Pydantic AI Base Kernel

This is wrapper around pydantic-ai agent, that allows to requests it through jupyter kernel.

It is meant to be subclassed to create new kernel-based agent, for adding tools or any special application.

Getting started

Within a python venv,

pip install pydantic-ai-kernel

Any jupyter frontend should be able to dialog with this kernel, for example :

CLI : Install jupyter-console (pip install jupyter-console); and run jupyter console --kernel pydantic_ai

Notebook (you might need to restart the IDE) : select 'pydantic_ai' on top right of the notebook

Silik Signal Messaging : Access the kernel through Signal Message Application, see here

Configuration file

By default, kernel starts by looking for a configuration file here :

~/.jupyter/jupyter_pydantic_ai_kernel_config.yaml

But you can also run the kernel as is; and specify the path to a config file by executing the following message in a cell :

/load_config <path_to_kernel_config_file>

This allows to have different instances of the same kernel, each with its own system prompt and / or inference provider.
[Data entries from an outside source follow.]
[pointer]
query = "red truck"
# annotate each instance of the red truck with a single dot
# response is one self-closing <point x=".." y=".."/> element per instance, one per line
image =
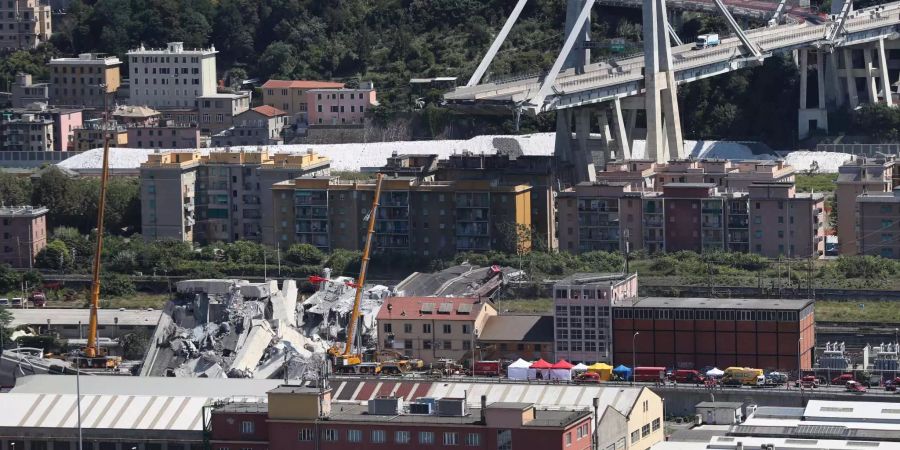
<point x="649" y="373"/>
<point x="487" y="369"/>
<point x="688" y="376"/>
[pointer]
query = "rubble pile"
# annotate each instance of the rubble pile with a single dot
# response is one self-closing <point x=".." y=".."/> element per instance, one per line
<point x="238" y="329"/>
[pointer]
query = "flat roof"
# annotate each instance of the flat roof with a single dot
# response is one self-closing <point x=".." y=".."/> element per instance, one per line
<point x="731" y="442"/>
<point x="128" y="317"/>
<point x="722" y="303"/>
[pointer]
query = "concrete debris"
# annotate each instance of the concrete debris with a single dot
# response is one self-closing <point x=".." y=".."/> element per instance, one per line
<point x="238" y="329"/>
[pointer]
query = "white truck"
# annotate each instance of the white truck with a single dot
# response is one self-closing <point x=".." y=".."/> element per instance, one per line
<point x="706" y="41"/>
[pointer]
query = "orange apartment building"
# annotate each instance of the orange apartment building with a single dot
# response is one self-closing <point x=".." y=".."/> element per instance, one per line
<point x="861" y="176"/>
<point x="414" y="216"/>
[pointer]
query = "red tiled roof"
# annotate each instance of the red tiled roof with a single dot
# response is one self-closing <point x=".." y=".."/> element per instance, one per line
<point x="269" y="111"/>
<point x="430" y="308"/>
<point x="302" y="84"/>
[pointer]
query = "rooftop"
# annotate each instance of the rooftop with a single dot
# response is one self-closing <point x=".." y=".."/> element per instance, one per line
<point x="128" y="317"/>
<point x="23" y="211"/>
<point x="301" y="84"/>
<point x="722" y="303"/>
<point x="431" y="308"/>
<point x="269" y="111"/>
<point x="518" y="328"/>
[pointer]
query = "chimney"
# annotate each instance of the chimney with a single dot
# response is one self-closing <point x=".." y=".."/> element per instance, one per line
<point x="483" y="409"/>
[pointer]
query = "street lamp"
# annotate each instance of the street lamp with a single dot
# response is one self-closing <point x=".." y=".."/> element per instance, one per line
<point x="633" y="359"/>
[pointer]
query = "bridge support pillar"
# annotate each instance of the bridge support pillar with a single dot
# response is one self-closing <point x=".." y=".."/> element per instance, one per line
<point x="809" y="119"/>
<point x="623" y="143"/>
<point x="852" y="94"/>
<point x="871" y="88"/>
<point x="661" y="96"/>
<point x="885" y="78"/>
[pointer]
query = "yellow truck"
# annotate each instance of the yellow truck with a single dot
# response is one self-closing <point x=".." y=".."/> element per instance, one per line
<point x="743" y="376"/>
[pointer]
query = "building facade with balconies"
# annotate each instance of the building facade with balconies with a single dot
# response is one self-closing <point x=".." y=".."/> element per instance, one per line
<point x="449" y="217"/>
<point x="225" y="196"/>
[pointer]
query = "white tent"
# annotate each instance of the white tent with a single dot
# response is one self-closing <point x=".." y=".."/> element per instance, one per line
<point x="518" y="370"/>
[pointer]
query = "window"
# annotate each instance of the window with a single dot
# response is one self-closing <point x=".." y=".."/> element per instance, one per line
<point x="504" y="439"/>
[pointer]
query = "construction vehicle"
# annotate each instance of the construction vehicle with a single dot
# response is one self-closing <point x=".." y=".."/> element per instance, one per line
<point x="344" y="361"/>
<point x="92" y="355"/>
<point x="743" y="376"/>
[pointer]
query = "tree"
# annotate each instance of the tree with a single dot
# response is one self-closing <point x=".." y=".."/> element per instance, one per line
<point x="304" y="254"/>
<point x="54" y="256"/>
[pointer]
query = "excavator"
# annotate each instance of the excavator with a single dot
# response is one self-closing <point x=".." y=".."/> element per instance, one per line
<point x="346" y="361"/>
<point x="92" y="356"/>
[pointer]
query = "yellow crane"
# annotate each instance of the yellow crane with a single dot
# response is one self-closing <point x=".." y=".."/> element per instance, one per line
<point x="346" y="359"/>
<point x="92" y="355"/>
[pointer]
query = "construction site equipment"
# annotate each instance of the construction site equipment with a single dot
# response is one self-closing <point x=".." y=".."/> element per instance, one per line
<point x="93" y="355"/>
<point x="346" y="359"/>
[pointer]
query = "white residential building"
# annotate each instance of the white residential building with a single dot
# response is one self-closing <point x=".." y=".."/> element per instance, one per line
<point x="171" y="77"/>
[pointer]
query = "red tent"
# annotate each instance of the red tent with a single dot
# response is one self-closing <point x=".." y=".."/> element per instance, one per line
<point x="562" y="364"/>
<point x="541" y="364"/>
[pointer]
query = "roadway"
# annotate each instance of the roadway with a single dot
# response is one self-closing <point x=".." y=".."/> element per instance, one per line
<point x="605" y="80"/>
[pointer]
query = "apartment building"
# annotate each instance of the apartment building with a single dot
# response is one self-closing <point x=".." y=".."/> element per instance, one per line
<point x="85" y="81"/>
<point x="338" y="107"/>
<point x="223" y="196"/>
<point x="432" y="328"/>
<point x="291" y="96"/>
<point x="858" y="176"/>
<point x="610" y="216"/>
<point x="171" y="76"/>
<point x="23" y="234"/>
<point x="538" y="171"/>
<point x="773" y="334"/>
<point x="25" y="92"/>
<point x="26" y="133"/>
<point x="216" y="112"/>
<point x="878" y="224"/>
<point x="166" y="134"/>
<point x="91" y="135"/>
<point x="425" y="218"/>
<point x="65" y="121"/>
<point x="24" y="24"/>
<point x="583" y="305"/>
<point x="309" y="418"/>
<point x="263" y="125"/>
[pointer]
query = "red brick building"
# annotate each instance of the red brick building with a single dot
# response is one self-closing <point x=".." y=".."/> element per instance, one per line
<point x="699" y="332"/>
<point x="299" y="418"/>
<point x="23" y="233"/>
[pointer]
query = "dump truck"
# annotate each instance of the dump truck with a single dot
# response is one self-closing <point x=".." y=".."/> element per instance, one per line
<point x="706" y="41"/>
<point x="743" y="376"/>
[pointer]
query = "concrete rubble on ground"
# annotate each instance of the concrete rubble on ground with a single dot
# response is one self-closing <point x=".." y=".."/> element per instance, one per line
<point x="233" y="328"/>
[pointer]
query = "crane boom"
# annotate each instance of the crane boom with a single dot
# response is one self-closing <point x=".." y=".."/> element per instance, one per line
<point x="364" y="265"/>
<point x="92" y="350"/>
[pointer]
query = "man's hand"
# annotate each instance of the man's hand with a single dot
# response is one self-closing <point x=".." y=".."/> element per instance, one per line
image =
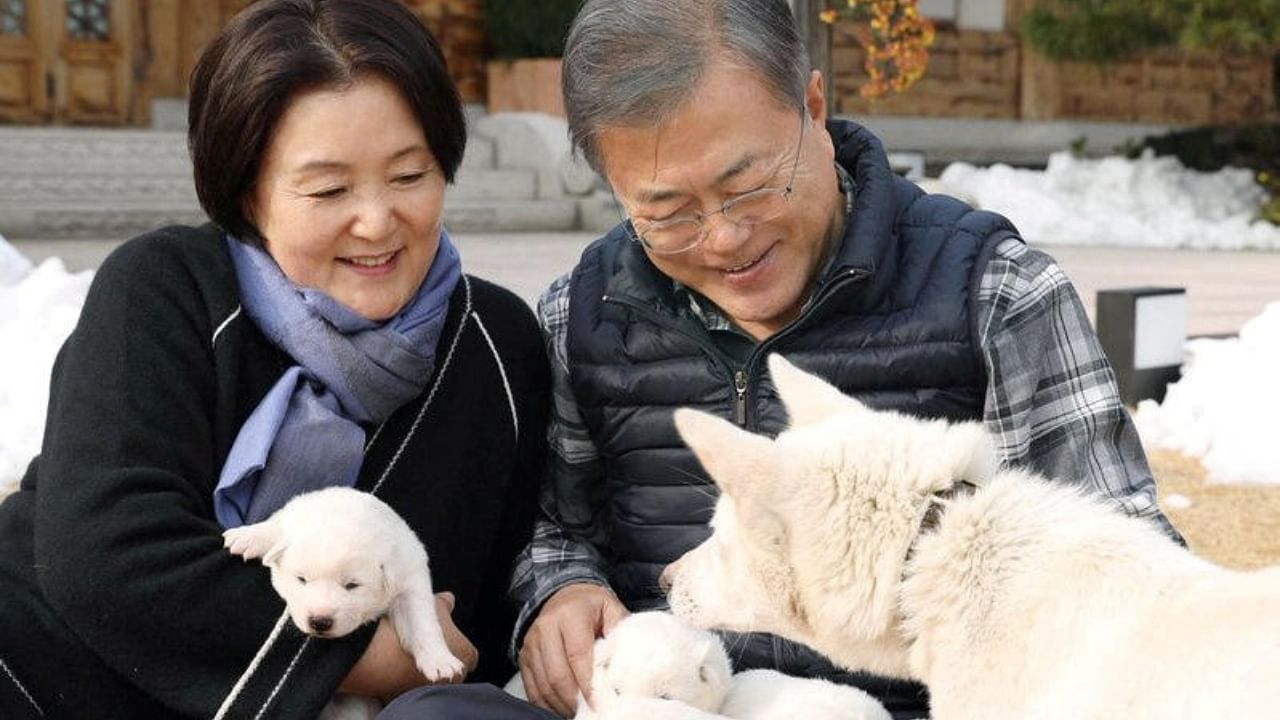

Description of the configuration file

The configuration standard is a little bit cumbersome but is made to match the description of agents in pydantic-ai. We describe hereafter this standard.

An Pydantic AI agent is made of :

  • a model

  • information about the agent : tools, system prompt, agent name

The model itself, is composed of several parts :

Here is an example for a local ollama instance :

agent_name: pydantic_ai
system_prompt: You are a specialist in cooking, and you are always ready to help people creating new cooking recipees.
model:
  model_name: qwen3:1.7b
  model_type: openai
  model_provider:
    name: ollama
    params:
      base_url: http://localhost:11434/v1

If you just need to use an external open-ai provider, put :

model:
  model_name: openai:gpt-4o

and specify API key in environment variable.

Scheme can be found here.

Creating your own agents

In order to create custom agents, you just need to create a new kernel, and subclass PydanticAIBaseKernel from this library. See an example here : [https://github.com/mariusgarenaux/rudi-kernel]

You can then create tools, or any mechanism you want. We provide here juste the communication protocol between agent and user, through well known and proven jupyter kernels.

The default configuration file for any subclass of PydanticAIBaseKernel will be fetched from : ~/.jupyter/jupyter_<kernel_name>_config.yaml; and must follows the same scheme as the one of pydantic_ai_kernel. But it can also be specify by sending a message to the kernel : /load_config <path_to_config_file>

Developer - Debug

If you want to see the logs of the kernel; export the environment variable PYDANTIC_AI_KERNEL_LOG to 'True'. You also need to create a dir to save logs at ~/.pydantic_ai_kernel_logs. For subclasses, logger can be accessed with self.logger (e.g. self.logger.debug('hey')).

Dealing with multi-agents

Multi-agents means here several agents that have access to the same context. To do so, you can for example use silik-kernel; an other kernel that allows several kernels to be started and managed through a single one.

You can also start several kernels independantly, and deal with them as you would with several classic jupyter kernels.